曽我若菜の手は宙に浮いたまま固まり、辻緒羽が水野日幸に花を渡すのを見て、胸が爆発しそうになった!
あの賤人!
水野日幸のあの賤人!
あの女が辻緒羽を誘惑している!
辻緒羽が好きなのは私なのに、私が彼を拒否したからって、水野日幸なんかに渡すはずがない!
川村染も辻緒羽が水野日幸に花を贈るとは思わなかった。娘の気まずそうな様子を見て、客席の曽我時助の方を見た。
曽我時助も花を持っておらず、舞台上の光景を毒々しい目つきで見つめ、辻緒羽と水野日幸を殺してやりたいとばかりの表情だった。
その時。
客席から突然もう一人が歩み寄ってきた。すべてのスポットライトが一斉に彼に当てられた。
男性は白いスーツに身を包み、きちんとした装いで、優雅な立ち振る舞い。高い鼻梁の上にかけた金縁の眼鏡が、さらに彼の知的な雰囲気を引き立てていた。
眼鏡の下の笑うような桃花眼は、波のように輝き、常に情感を含んでいるかのよう。一目見られただけで、骨まで溶けてしまいそうだった。

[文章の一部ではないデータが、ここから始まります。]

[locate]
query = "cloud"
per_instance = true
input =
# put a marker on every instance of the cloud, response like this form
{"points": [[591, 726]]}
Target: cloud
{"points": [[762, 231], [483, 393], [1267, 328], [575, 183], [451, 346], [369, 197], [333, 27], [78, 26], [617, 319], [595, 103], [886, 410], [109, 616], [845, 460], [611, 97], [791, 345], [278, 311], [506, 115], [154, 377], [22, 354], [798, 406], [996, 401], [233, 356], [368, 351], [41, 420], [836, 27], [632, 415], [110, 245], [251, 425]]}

彼は艶やかな白いバラの花束を手に持ち、その純粋で塵一つ付かない色は、彼の絶世の容姿と相まって、さらに魅力的な存在となっていた。
誰もが男性の美しさに魅了され、瞬きもせずに彼を見つめていた。まさに風雅な世の佳公子といった様子だった。
川村染の目に明らかな輝きが宿り、安堵のため息をつくと、こっそりと彼に目配せをして、曽我若菜に花を渡すよう促した。

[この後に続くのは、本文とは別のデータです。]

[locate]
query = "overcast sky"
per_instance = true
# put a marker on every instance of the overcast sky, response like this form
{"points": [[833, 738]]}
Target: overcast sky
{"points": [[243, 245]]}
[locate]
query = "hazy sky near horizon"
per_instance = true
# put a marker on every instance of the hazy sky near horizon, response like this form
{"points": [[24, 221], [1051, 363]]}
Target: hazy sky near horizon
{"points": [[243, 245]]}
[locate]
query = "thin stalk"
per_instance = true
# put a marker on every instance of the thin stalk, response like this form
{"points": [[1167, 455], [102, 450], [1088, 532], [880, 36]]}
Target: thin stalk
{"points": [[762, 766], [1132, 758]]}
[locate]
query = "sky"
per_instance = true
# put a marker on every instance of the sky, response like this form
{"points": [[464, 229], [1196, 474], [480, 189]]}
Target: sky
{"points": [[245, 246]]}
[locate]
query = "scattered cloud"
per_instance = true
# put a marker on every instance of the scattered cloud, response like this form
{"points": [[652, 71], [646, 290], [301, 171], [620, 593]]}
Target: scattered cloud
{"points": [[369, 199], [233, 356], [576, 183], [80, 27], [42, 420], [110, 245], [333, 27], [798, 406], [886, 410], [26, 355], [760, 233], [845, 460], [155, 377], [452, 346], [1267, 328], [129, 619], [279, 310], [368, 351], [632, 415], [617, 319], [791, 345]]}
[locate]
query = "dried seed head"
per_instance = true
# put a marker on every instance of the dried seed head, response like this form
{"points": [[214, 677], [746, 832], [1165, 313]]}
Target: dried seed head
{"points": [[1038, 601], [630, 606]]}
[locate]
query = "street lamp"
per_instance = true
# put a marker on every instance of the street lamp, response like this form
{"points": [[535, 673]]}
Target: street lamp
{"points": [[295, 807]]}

曽我若菜も安堵の息をついた。辻緒羽の花がなくても構わない、浅井長佑からの花は、百や千の辻緒羽の価値があった。
浅井長佑はママと仲が良く、去年は一緒に映画を撮影し、家にも食事に来たことがある。きっとママに花を贈りに来たのだろう。
川村染はようやく安心した。長佑の花があれば、娘は必ずトレンド入りするはず。ちょうど話題性を高める良い機会になる。
長佑は医薬の名門浅井家の一人息子で、二十歳という華やかな年齢。若菜が幼い頃から黒田家と婚約がなければ、彼女が望む婿はきっと長佑だったろう。
この子は容姿も雰囲気も良く、芸能界に入ってわずか二年で、多くのファンを獲得し、すでにトップスターとなっていた。